Sparks recalled that, when the presidential search resulted in the selection of Harker to serve as the University’s 26th president, the board’s goals included building on UD’s solid financial base and academic reputation left by President David P. Roselle by broadening the University’s national and regional recognition.

The Board also sought to move the University to another level in terms of its land-grant mission, Sparks said.

“It became increasingly clear that through such activity UD would have to play an ever increasing role in the economic health of our state,” Sparks said. “Also central to our expectation was the critical goal of assuring that Delaware students could increasingly look to the University as an attractive and affordable source for a quality undergraduate education.” 

Despite the fact that much of Harker’s tenure coincided with a national recession, there has been a remarkable amount of positive movement toward achieving these goals and laying the groundwork for further advances, Sparks said. 

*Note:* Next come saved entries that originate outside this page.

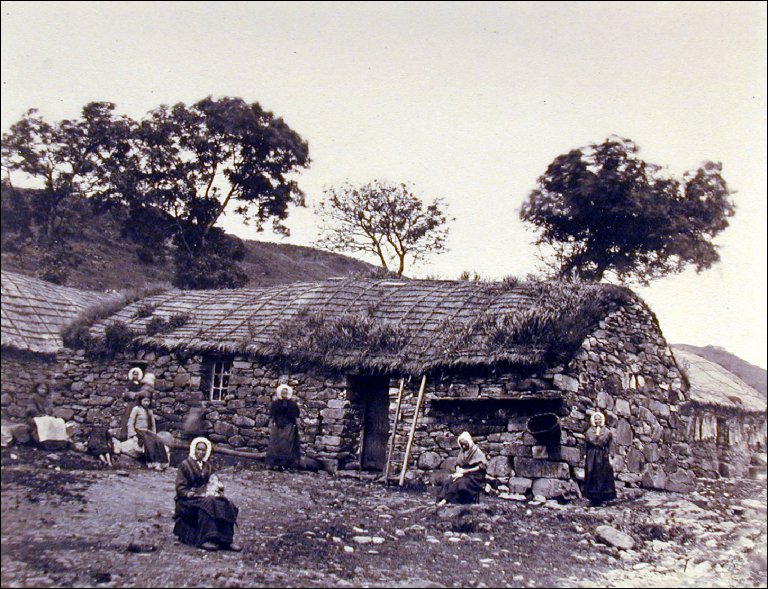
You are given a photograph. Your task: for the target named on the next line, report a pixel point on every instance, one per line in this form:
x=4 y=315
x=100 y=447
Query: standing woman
x=284 y=451
x=599 y=485
x=466 y=483
x=204 y=517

Among the achievement during the Harker presidency, Sparks noted, were the acquisition on very favorable terms of the Science, Technology and Advanced Research (STAR) Campus, enhancements to the UD campus and the construction of the Interdisciplinary Science and Engineering Laboratory, the Health Science Complex at the STAR Campus, four new residence halls completed or under construction, the Bob Carpenter Center addition and the renovation and enlargement of the Carpenter Sports Building, or Little Bob. 

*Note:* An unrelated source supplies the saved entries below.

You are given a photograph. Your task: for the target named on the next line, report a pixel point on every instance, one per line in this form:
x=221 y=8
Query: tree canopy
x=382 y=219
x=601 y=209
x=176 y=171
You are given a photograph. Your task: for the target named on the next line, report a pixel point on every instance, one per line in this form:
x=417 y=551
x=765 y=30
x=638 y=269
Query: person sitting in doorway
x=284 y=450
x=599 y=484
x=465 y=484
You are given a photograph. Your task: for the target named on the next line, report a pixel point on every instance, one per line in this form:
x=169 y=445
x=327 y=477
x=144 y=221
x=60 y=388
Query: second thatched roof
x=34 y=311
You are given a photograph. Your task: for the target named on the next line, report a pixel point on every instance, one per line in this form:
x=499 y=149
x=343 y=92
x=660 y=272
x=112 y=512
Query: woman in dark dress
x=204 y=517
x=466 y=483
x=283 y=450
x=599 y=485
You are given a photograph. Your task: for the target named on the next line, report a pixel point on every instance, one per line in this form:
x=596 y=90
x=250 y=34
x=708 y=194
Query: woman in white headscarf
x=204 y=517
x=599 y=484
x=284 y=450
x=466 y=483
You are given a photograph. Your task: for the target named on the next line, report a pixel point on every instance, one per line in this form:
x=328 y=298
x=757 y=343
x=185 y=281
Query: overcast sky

Sparks also cited reconnection with alumni through regular reunions and the building of a development operation that doubled the annual financial contributions to UD even in the most difficult of financial times.

Chairman's perspective

Challenges facing the next president, the faculty and the Board in the coming years include meeting the challenges of the electronic age, Sparks said. 

“There will have to be change in the way we deliver some of our content, if for no other reason than our primary customers, our students, will have increasingly grown up in a Google, YouTube world, and will not tolerate some of the traditional methods of delivery,” Sparks said. “The good news is that change may open up extra time for small group faculty-student mentoring and interaction in many disciplines as well as efficiencies in how content is delivered.” 

In noting that this will entail uncomfortable change in the way things have been done for years, Sparks said he hopes the faculty and next president will be able to work together to address this challenge in in a nimble way that positions UD as a leader, not a follower. 

Sparks also noted the increasing public concern with the rising cost of education, and recognized UD’s efforts to reduce the percentage of increases in tuition and fees and to contain costs without sacrificing the things that make the University special.

“In the face of limited state funding and continued pressure to moderate tuition and fee increases, it will be increasingly important for all, not just those in a centralized development staff, to pitch in to assist in building our donor bases,” Sparks said. “All of us can help in that process by extolling to our friends, neighbors and colleagues all that is good about this place and how important this institution is to our state and the region.”

In regards to diversity, Sparks said that notwithstanding all that has been done, much remains if UD is to remain relevant in the years to come.

“If we are to ultimately be successful on the diversity front, I believe we will have to focus not only on issues of retention and inclusion within the University, but also will need to lead our communities to encourage an atmosphere of inclusiveness such that the bright and promising people we will need to recruit both as students and as faculty will want not only to work and study here, but also to live here.” 

A special thank you

Sparks closed his remarking by asking the Board to join him in thanking Harker for his devotion to UD and his efforts to move the University forward in the past eight years, and also to thank the president’s wife, Emily Harker.

“I thank Emily for her willingness over the years to pull herself away from her own career to attend and add luster to countless UD functions,” Sparks said, adding that he wished “President Harker the very best in his important new role as president of the Federal Reserve Bank of Philadelphia. 

Following a tribute video presentation, Sparks invited the Harkers to the podium for the presentation of two special resolutions, one honoring the president by conferring on him the title of President Emeritus and Distinguished Professor Emeritus of Civil and Environmental Engineering. 

A second resolution, which garnered the most applause when passed, was the naming of the ISE Lab in Harker’s honor, as the Patrick T. Harker Interdisciplinary Science and Engineering Laboratory or Harker Laboratory. 

“President Harker has challenged us to look to and understand the future of higher education, and to look well beyond our borders in cultivating our success in meeting that future,” Sparks said. “Ladies and gentlemen, thank you for joining us today for this semiannual meeting of the Board and for sharing in these special recognitions for President and Mrs. Pat Harker.”